De 2 houtsoorten, iroko en grenen, worden in dit verband genoemd om aan te geven wat de mogelijkheden zijn als het hout wordt verwerkt om het geschikt te maken voor de GWW:
- Iroko:
Iroko heeft een hoge duurzaamheid maar is slechts in beperkte lengtes aanwezig. Gezaagd hout van iroko is slechts in beperkte afmetingen beschikbaar. Door dit te verlijmen kunnen grotere afmetingen gemaakt worden. Niet elke hardhoutsoort is zomaar goed te verlijmen. Met iroko is echter in Nederland voldoende ervaring opgedaan in de praktijk en wordt verlijmd iroko al toegepast in gebouwen met spanten die buiten staan en in bruggen. Als sterkteklasse wordt daar vooralsnog een waarde van GL24h aangehouden. - Grenen:
Grenen is in de basis geen duurzame houtsoort. Voor toepassing in de GWW kan dit daarom alleen toegepast worden met bijzonder maatregelen (zie ook hoofdstuk 3) . Dat wordt in bijvoorbeeld Duitsland gedaan door het hout volledig af te dekken of in Noorwegen door het hout volledig te impregneren. - Pinus radiata:
Pinus radiata is een grenensoort uit Nieuw-Zeeland en wordt veel gebruikt om het hout te modificeren, in Nederland wordt dat op de markt gebracht onder de naam Accoya®. Door de modificatie gaat de duurzaamheidsklasse naar DC 1 en kan het hout ook in de GWW worden toegepast zoals bijvoorbeeld bij de verkeersbruggen in Sneek. Voor deze bruggen werd een sterkteklasse van GL28 aangehouden.

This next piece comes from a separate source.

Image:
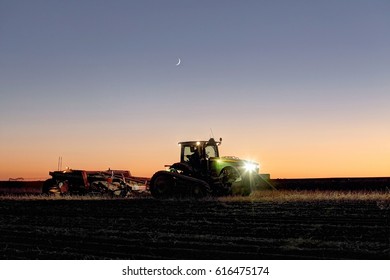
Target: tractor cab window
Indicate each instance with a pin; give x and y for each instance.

Voor azobé geldt dat dit in het algemeen in grotere afmetingen beschikbaar is en zo direct kan worden toegepast in bijvoorbeeld sluisdeuren. Om grotere liggers te maken kunnen de balken met deuvels verbonden worden. Voor het hout kan dan gewoon D70 worden toegepast. De eigenschappen van de liggers als geheel kunnen dan berekend worden door het effect van de verdeuveling in rekening te brengen.
Tabel 3.4. Selectie van commercieel relevante houtsoorten voor gebruik in de GWW.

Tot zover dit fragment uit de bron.